Truro Central School Hosts NOAA Ocean Day
Stacey Klimkosky (TAS 2009) the Truro Central School media teacher, students and staff welcomed NOAA Outreach and Education on Protected Species NOEPS) marine educators and scientists from the NOAA Northeast Fisheries Science Center (NEFSC) in Woods Hole, MA to her school for NOAA Ocean Day on April 15, 2014. These “Scientists Teaching Science” from the NEFSC Protected Species Branch spent the day teaching 140 K-6 students about bioacoustics, marine mammals, sea turtles, and ocean surface current drifters.
Grace Simpkins, coordinator of the NOAA Outreach and Education on Protected Species (NOEPS) taught students about the importance of sound to marine mammals. They explored how information can be gained from sound, familiarized themselves with the sounds made by various species of marine mammals, and discovered how hard it is to communicate when there is a lot of anthropogenic (man-made) noise. Grace also taught students about marine mammals in their backyard. They learned to distinguish mammals from other animals and then separate marine mammals from other mammals. Students learned about species of cetaceans (whale, dolphin, porpoise) and pinnipeds (seal, sea lion, walrus) that can be found off Cape Cod. She also discussed how humans impact the marine environment and what they can do to make a difference.
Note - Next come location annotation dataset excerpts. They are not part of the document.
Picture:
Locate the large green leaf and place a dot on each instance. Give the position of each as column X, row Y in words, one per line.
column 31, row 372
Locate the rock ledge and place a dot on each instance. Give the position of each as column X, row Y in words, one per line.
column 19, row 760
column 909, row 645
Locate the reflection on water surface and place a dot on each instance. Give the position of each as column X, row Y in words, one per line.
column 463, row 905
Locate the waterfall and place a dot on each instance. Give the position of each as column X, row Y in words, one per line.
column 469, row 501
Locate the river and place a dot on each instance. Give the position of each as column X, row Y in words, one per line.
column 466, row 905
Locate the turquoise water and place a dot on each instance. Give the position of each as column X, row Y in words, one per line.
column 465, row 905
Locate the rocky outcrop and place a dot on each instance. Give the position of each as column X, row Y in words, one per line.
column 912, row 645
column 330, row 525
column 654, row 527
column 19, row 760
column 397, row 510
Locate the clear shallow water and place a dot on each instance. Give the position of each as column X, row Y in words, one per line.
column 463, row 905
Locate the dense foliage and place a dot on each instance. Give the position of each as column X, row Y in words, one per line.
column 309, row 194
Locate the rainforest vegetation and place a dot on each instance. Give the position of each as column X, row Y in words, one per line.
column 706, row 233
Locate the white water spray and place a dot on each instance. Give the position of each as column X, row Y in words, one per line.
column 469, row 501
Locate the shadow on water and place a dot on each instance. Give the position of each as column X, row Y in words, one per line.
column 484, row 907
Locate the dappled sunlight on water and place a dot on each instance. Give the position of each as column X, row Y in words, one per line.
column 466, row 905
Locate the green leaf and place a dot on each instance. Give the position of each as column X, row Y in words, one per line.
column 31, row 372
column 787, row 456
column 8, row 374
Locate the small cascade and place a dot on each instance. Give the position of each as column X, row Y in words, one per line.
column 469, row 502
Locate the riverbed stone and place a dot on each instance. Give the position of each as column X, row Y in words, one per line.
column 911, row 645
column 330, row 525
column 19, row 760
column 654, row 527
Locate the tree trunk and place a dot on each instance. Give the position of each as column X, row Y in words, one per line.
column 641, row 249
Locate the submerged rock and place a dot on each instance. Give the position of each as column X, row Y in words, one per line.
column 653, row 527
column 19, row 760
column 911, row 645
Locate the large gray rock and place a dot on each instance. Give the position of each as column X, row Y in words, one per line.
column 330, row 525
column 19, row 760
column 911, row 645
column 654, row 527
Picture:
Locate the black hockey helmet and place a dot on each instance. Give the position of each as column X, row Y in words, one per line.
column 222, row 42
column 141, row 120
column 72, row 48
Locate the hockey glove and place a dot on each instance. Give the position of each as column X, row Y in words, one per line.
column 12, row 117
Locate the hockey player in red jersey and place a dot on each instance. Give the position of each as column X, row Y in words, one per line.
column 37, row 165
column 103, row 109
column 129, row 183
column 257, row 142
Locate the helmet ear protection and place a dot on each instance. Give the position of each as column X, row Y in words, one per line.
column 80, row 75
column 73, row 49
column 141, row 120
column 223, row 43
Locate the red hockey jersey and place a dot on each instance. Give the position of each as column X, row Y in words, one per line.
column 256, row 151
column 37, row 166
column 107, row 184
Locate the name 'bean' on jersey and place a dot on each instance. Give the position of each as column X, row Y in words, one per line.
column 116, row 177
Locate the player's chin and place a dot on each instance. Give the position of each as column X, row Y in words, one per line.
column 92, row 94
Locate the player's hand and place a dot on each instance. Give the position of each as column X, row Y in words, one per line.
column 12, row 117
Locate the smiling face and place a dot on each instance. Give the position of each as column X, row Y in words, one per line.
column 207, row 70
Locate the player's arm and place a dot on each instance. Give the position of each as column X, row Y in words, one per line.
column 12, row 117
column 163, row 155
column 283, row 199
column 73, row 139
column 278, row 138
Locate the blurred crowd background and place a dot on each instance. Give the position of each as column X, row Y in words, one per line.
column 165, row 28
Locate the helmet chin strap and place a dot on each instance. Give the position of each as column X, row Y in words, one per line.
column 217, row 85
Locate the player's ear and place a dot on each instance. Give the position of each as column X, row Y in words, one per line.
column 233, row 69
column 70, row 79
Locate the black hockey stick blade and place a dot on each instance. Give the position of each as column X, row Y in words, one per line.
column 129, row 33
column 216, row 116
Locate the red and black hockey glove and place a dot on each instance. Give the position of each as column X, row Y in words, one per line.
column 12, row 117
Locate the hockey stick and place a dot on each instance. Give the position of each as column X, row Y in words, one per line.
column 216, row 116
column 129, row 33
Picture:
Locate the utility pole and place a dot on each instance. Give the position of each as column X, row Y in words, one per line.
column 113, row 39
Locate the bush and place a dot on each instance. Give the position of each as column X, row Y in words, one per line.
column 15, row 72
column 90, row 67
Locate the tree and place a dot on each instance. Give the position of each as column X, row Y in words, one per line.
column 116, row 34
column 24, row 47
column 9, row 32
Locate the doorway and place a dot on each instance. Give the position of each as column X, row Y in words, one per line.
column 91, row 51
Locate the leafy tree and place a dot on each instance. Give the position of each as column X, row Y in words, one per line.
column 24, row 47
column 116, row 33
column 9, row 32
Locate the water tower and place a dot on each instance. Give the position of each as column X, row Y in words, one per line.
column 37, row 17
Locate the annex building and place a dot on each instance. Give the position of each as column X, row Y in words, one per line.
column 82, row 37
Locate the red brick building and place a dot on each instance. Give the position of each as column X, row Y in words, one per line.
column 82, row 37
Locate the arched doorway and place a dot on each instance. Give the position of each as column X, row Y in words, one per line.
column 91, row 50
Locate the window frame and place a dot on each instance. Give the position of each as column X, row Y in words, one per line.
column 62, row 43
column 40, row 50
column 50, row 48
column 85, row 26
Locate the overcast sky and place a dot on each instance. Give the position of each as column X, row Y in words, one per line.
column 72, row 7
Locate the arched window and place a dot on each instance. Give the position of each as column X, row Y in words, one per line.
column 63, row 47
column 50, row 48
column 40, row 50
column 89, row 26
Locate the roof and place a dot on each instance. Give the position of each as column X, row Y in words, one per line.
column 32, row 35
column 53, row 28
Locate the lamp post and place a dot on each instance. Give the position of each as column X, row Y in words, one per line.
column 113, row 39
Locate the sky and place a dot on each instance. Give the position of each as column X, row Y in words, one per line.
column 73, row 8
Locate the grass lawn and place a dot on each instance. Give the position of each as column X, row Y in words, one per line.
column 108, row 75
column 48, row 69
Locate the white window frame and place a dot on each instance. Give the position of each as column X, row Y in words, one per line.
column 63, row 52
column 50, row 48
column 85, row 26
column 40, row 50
NOAA NEFSC Biologist, Heather Haas shared information about her work with loggerhead sea turtles. Students had the opportunity to work in teams to try to identify five species of sea turtles based on data they collected by measuring carapaces and counting scutes. Later, based on Heather’s recent substantial blood work with the turtles, she taught them some simple concepts about blood and plasma. The students used pipettes to separate mock “blood” (water, food coloring and vegetable oil) in vials into “red blood cells” and “plasma”.
NOAA NEFSC, Oceanographer Jim Manning and environmental educator Abby Smith shared information about their work with ocean surface current drifters along the eastern coast of the United States. Students participated in a hands-on activity where they experimented with materials to build models that float and drift. Jim generously donated a drifter to Truro Central School, along with the sails that the students helped measure, cut, and decorate. This was STEM in action with an additional arts component.
Stacey’s collaboration with NOAA’s Northeast Fisheries Science Center and NOAA’s Outreach and Education on Protected Species resulted from meeting with NOAA scientists and staff during New England Teacher at Sea Alumni Workshops. She and the scientists wanted to bring real-life science into the hands of the students and hope to make this an annual event that can serve as a model for other schools in the region.